I think what Knuth means by "deep algorithm" is one that seems fundamental, something that tells us about the nature of reality, not necessarily something that is useful.
- Have a picture
And the correct answer is: never.
Off the top of my head I can think of at least three major factors BubbleSort has in it's favor.
The fastest to write.
The lowest chance you will write a bug into it.
The best known. Any programmer who sees the comment /*BubbleSort*/ will have instant and complete understanding of your code. It is also the easiest to spot when it isn't commented.
BubbleSort is often the best choice for trivial tasks. A rock may not be the best tool for any job, but sometimes it is the simplest and most convient.
-
- - You can't take something off the Internet! That's like trying to take pee out of a swimming pool.
Pessimal Algorithms and Simplexity Analysis Read it---you'll like it. Find out the best algorithm to use if your boss makes you sort a list in Paris.
Why are you writing sorting routines anyway?
The fastest sort to write is the call to the library sort. qsort().
The lowest chance of writing a bug into a sort is the library sort. qsort().
The best known sort is the library sort. qsort().
Obviously other languages may have different library sorts, but IMHO any C/C++ developer who claims ignorance of qsort() is immediately and ruthlessly demoted to "2 years experience with little likelihood of succeeding in the field" category. This is a hard line, but I have yet to hear any reasonable excuse for being ignorant of the basic tools of your profession and being proud of it.
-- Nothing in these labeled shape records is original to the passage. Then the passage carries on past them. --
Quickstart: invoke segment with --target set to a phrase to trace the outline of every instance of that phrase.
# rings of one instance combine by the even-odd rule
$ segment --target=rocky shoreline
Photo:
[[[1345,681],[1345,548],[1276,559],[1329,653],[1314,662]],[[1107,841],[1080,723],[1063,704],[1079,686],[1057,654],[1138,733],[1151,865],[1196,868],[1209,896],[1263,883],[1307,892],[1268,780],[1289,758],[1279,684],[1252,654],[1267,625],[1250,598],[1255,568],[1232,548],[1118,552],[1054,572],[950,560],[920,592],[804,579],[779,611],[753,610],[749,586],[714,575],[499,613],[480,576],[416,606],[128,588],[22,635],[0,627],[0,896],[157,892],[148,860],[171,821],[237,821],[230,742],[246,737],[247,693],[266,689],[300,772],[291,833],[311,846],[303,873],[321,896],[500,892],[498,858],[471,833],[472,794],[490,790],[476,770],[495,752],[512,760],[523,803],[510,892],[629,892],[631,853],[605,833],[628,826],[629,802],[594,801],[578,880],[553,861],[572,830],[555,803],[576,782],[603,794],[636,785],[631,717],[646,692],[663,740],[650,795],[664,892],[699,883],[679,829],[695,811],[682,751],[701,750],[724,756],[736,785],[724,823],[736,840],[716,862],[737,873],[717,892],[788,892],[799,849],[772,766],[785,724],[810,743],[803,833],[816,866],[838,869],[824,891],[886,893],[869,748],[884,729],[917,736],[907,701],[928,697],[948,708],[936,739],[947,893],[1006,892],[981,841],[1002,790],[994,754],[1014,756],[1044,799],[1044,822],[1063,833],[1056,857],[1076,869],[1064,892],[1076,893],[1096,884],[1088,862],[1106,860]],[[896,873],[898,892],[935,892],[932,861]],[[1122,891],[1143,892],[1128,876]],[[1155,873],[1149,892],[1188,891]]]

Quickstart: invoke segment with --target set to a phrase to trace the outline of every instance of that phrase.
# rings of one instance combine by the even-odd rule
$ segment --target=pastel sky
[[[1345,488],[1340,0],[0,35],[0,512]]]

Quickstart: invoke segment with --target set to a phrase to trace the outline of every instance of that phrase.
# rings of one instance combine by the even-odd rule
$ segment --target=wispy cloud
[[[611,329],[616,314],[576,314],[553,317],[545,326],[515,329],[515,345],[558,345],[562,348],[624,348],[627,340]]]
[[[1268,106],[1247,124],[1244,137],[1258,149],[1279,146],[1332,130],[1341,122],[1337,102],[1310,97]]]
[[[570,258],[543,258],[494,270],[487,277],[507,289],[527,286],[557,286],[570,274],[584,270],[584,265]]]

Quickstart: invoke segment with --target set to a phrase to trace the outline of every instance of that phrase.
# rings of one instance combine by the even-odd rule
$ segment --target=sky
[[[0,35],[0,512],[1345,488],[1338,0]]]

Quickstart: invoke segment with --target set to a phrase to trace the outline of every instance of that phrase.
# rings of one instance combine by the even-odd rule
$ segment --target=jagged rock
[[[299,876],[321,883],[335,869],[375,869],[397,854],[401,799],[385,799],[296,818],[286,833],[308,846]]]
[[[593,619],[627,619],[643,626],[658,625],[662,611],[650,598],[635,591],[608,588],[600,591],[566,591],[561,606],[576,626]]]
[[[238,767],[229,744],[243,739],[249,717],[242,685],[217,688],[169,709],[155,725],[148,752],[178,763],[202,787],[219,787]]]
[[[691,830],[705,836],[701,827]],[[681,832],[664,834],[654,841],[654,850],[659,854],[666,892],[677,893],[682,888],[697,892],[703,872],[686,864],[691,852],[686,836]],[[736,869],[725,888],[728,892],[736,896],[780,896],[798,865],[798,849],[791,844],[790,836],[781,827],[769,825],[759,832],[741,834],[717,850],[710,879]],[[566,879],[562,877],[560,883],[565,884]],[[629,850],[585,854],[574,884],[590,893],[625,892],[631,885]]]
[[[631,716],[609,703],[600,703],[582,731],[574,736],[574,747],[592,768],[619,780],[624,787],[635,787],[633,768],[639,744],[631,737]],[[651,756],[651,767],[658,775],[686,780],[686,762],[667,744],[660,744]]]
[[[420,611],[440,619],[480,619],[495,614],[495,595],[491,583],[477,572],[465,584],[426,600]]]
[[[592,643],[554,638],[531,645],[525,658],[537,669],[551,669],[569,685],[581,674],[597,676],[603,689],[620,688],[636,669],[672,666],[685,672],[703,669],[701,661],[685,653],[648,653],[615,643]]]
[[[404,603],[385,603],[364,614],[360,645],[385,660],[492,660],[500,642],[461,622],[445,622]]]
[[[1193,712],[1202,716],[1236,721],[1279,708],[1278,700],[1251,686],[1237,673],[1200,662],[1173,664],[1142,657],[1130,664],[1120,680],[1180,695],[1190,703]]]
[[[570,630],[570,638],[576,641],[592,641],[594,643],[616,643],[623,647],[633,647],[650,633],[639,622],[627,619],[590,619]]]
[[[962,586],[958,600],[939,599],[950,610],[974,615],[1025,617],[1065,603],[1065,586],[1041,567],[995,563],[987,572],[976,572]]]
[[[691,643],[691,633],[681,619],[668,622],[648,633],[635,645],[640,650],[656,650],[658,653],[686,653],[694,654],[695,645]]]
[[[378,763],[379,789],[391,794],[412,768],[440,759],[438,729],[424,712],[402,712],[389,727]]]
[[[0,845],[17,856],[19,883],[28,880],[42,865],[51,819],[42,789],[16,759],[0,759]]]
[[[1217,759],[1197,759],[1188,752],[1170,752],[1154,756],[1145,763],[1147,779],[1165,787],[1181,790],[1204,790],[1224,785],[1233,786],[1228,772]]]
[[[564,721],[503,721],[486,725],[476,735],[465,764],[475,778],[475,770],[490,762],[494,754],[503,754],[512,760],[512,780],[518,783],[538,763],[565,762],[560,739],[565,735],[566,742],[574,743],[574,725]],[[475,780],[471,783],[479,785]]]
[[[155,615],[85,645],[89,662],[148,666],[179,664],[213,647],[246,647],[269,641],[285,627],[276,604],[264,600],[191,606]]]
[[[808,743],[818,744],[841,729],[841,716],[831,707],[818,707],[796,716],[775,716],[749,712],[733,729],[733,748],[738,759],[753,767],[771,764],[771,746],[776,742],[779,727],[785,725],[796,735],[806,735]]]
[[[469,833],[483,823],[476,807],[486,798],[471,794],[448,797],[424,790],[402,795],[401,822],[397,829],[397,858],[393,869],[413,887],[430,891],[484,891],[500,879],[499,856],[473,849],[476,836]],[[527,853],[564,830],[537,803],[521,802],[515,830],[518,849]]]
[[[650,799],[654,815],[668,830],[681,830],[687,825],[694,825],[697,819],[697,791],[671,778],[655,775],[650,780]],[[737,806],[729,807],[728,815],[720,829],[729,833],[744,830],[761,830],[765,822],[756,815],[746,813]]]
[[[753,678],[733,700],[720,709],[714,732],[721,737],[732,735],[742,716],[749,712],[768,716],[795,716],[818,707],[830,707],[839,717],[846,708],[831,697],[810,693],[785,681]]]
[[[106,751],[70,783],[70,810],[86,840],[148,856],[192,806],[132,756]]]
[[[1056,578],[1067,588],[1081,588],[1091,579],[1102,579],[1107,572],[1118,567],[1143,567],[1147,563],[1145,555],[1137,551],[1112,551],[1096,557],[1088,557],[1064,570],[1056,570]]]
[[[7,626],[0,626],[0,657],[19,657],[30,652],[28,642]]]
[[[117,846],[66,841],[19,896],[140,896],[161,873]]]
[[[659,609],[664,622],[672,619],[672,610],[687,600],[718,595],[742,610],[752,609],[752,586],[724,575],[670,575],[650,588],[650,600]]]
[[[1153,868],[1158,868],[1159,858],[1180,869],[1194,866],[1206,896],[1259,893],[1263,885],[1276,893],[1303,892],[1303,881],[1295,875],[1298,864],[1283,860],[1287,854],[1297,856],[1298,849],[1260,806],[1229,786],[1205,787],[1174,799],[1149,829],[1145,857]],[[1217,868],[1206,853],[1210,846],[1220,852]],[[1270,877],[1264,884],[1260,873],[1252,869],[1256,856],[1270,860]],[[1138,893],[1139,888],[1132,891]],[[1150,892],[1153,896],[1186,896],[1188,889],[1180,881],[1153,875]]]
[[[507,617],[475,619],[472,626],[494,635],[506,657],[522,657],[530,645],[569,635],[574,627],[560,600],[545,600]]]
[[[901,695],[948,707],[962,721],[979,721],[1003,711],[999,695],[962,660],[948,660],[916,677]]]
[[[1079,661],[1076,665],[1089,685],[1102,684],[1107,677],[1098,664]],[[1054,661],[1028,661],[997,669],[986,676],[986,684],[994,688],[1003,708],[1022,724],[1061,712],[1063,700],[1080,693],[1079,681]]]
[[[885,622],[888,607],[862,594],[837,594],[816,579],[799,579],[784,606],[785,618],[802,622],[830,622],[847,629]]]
There are rare circumstances where I'll write my own sorts... but only after looking HARD for a way to call the library sort, and only because I've had a full year of graduate-level algorithms. Writing a good sort routine is *hard*, and it should only be done by people who know sorts cold. E.g., can you provide the running time and worst case performance of quick sort, Shell sort and heap sorts, and when those sorts might be worth the the effort instead of using the standard library sort?
For every complex problem there is an answer that is clear, simple, and wrong. -- H L Mencken
GCD is used for simplifying rational numbers. So it's used in pretty much any decent maths library.
And rational numbers have a *lot* of uses. CAD, spreadsheets, high precision calculations, financial figures where rounding is unacceptable etc.
I expect GCD also has implications for packing problems and complex scheduling algorithms where you need a quick check on which items are likely to "fit" together effectively. Anyone have experience of this?